Хохряков сел, вздохнул, почесал пальцем нос.
– Ну, что Никольцев? Хороший старик Никольцев, знаю…
Николай молчал. Хохряков опять вздохнул.
– Но все вы забываете, что ему все-таки семьдесят лет.
– Иными словами…
– Иными словами… – Хохряков опять почесал нос. – Трудно ему все-таки. И кафедра и лекции. Семьдесят лет все-таки, не двадцать.
– Иными словами, старика убрать, а на его место этого очкастого.
– Почему? Старик будет по-прежнему читать лекции, а на кафедру… Ты сам понимаешь, трудно ему и то и другое…
– А с ним говорили?
– Чекмень, кажется, говорил.
– Кажется, кажется… Ничего он не говорил.
Николай почувствовал, что начинает раздражаться. Ну чего он мнется? Нос чешет, перебирает бумаги.
– Ничего он не говорил.
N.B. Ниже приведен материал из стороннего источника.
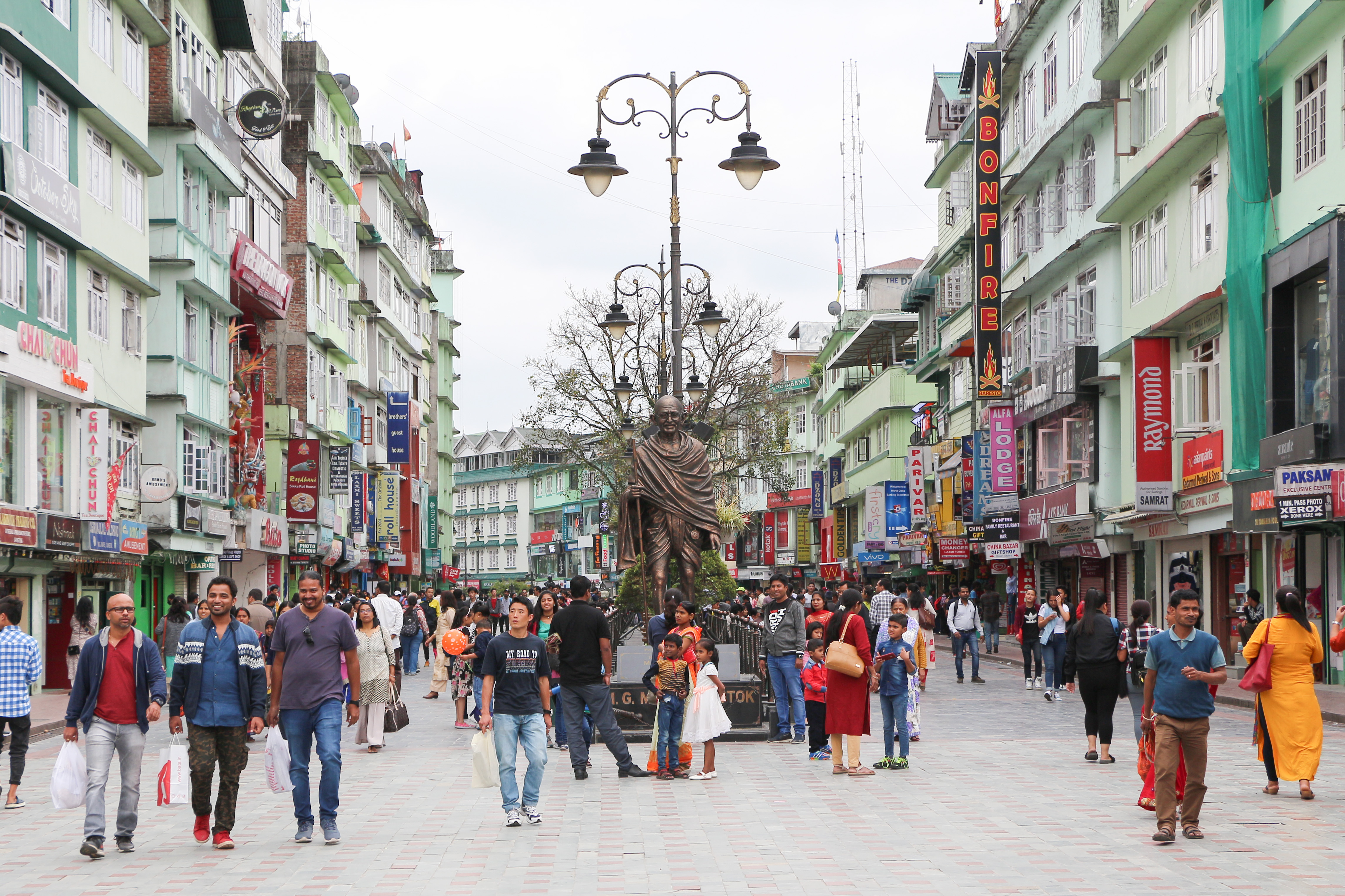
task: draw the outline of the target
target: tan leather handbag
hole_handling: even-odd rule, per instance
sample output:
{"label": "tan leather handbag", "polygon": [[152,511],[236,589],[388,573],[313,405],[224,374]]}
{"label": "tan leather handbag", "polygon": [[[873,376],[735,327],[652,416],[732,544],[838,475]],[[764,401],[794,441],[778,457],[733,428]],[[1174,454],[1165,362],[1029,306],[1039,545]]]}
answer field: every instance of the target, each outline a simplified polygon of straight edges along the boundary
{"label": "tan leather handbag", "polygon": [[[842,638],[845,638],[845,633],[850,630],[850,623],[853,621],[854,614],[850,614],[850,617],[845,621],[846,627],[841,631]],[[859,652],[845,641],[833,641],[827,645],[823,665],[833,672],[839,672],[841,674],[850,676],[851,678],[858,678],[863,674],[863,661],[859,660]]]}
Ручаюсь тебе! Хочешь, давай сходим к нему?
Николай встал. Хохряков глянул на часы.
– Сейчас не могу. У меня в девять бюро райкома.
– Вот всегда у вас так. Обязательно что-нибудь должно помешать.
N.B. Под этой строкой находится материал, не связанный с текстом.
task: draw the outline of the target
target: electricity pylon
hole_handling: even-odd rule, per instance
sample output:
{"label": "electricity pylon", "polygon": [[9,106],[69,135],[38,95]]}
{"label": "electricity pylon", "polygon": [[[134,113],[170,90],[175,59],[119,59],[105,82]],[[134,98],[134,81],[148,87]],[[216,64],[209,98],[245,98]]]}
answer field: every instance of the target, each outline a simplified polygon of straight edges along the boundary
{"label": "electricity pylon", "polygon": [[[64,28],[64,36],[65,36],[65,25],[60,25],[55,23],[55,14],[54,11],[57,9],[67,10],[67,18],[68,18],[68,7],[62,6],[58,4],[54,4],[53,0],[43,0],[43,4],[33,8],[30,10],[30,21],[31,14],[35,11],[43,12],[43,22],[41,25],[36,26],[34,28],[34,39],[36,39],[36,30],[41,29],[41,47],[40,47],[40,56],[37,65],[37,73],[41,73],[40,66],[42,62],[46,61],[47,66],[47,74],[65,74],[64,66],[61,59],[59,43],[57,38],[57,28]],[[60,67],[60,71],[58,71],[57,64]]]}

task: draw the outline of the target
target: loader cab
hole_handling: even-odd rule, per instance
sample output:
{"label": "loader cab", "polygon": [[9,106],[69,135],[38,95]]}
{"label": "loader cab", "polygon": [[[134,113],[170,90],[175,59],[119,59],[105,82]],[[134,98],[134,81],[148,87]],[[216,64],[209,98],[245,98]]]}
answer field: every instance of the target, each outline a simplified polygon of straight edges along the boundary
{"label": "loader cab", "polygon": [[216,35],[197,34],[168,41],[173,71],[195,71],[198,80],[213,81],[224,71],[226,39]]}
Николай посмотрел на Хохрякова. У того был очень усталый вид – худой, осунувшийся, под глазами мешки.
– Ладно, – сказал Хохряков, вставая. – Поговорим. Вот в четверг бюро будет, тогда и поговорим. – Он опять посмотрел на часы. – А теперь, прости, мне надо еще протоколы и ведомости проверить. Мизин такого там наворачивает…
– 5 –
Бюро назначено было на шесть, но Чекмень опоздал. Минут двадцать все сидели, разговаривая преимущественно о погоде: зима, мол, закругляется, и если пойдет так дальше, то чего доброго через недельку можно будет уже и без пальто ходить.
Громобой, тоже вызванный на бюро – у него появились двойки, – сидел мрачный у окна и курил. Из членов бюро, кроме Хохрякова, за столом сидели Мизин, ассистент Никольцева Духанин и заместитель секретаря Гнедаш – бледный, с тонкими, совершенно бесцветными губами. На заседаниях он всегда сгибал и разгибал какую-нибудь проволочку или рвал лежавшую перед ним бумажку на мелкие клочки.
Потом прибежал запыхавшийся Левка Хорол, как всегда расстегнутый, красный, в сдвинутой на затылок кепке. На его присутствии, как комсорга группы и кандидата партии, настоял Николай, хотя сам Левка этого совсем не требовал.